Monday, October 22, 2012

Organ Harvesting Rumors, Mob Violence (Lombok, Indonesia)

The Jakarta Globe [Indonesia]
22 October 2012

Fitri Pikong

Lombok, West Nusa Tenggara. A spate of violent mob attacks left five dead in Lombok over the weekend after a rumor that local children were being kidnapped by organ harvesters spread across the island. [...]

The Jakarta Post
22 October 2012

Panca Nugraha, The Jakarta Post, Mataram, West Nusa Tenggara

Rumors of child-abduction sent randomly via text messages to residents of Lombok in West Nusa Tenggara (NTB) over the couple days have triggered deadly chaos, which killed five people and damaged two police stations. [...]

Sabotaged Recipes

Dear Abby
22 October 2012

DEAR ABBY: When my husband and I married, I thought I had hit the jackpot in mothers-in-law. We were becoming friends, going shopping together, etc. Boy, was I wrong. Now, five years later, I can't stand her. Just 15 minutes with her sends me over the edge. She's rude, judgmental, and gossips like a teenager about everyone.

She put together a cookbook for me filled with my husband's favorite recipes. Guess what? After trying half a dozen of them and failing at every one, I realized she had changed and added or omitted certain ingredients in every single one.
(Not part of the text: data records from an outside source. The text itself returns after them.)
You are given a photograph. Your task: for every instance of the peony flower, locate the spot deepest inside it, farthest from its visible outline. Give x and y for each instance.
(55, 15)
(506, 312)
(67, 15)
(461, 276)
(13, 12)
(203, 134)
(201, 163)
When I asked about it, she told me she just wanted her son to prefer her cooking over mine. [...]

[In "Marie's Meatballs," the 19 January 1998 episode of the CBS sitcom Everybody Loves Raymond, Debra's mother-in-law, prodded by her son to give Debra cooking lessons, reluctantly agrees but sabotages the results by covering over the label on a bottle of tarragon with a label identifying it as basil.]
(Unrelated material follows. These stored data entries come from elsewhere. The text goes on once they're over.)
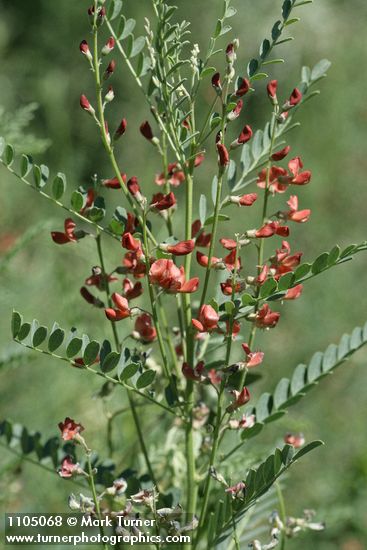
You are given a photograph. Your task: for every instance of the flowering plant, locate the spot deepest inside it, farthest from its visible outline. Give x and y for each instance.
(199, 374)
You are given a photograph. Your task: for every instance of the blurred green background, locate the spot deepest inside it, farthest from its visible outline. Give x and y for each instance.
(40, 63)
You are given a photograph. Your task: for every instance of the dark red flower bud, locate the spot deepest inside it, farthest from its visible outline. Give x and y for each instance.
(110, 69)
(110, 44)
(272, 91)
(146, 131)
(216, 82)
(84, 103)
(223, 154)
(243, 87)
(121, 129)
(133, 185)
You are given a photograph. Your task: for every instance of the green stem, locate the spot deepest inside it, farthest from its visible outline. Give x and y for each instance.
(283, 513)
(95, 497)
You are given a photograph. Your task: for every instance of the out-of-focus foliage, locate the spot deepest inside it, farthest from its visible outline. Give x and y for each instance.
(40, 62)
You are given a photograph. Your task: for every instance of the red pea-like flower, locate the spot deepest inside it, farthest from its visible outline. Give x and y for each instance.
(296, 440)
(201, 238)
(207, 320)
(130, 243)
(68, 468)
(84, 48)
(295, 97)
(108, 47)
(299, 178)
(253, 358)
(281, 154)
(244, 200)
(243, 138)
(121, 311)
(216, 83)
(272, 91)
(266, 318)
(68, 236)
(181, 248)
(203, 260)
(90, 299)
(114, 183)
(293, 293)
(295, 215)
(195, 374)
(235, 113)
(239, 399)
(161, 202)
(121, 129)
(145, 329)
(70, 429)
(171, 278)
(146, 131)
(131, 290)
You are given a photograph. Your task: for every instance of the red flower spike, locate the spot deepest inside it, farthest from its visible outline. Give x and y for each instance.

Thursday, October 18, 2012

Woman Unwrapped by Motorcycle

Arunima Das, "Urban Legends: A Study in Guwahati," Indian Folklife 25 (January 2007), p. 20.

Once a boy and a girl were moving around the city in a motorcycle. The girl was riding on the pillion. She was wearing a T-shirt and Wrapper (a traditional dress of the tribes in the north-eastern region of India and worn on the lower part of the body.).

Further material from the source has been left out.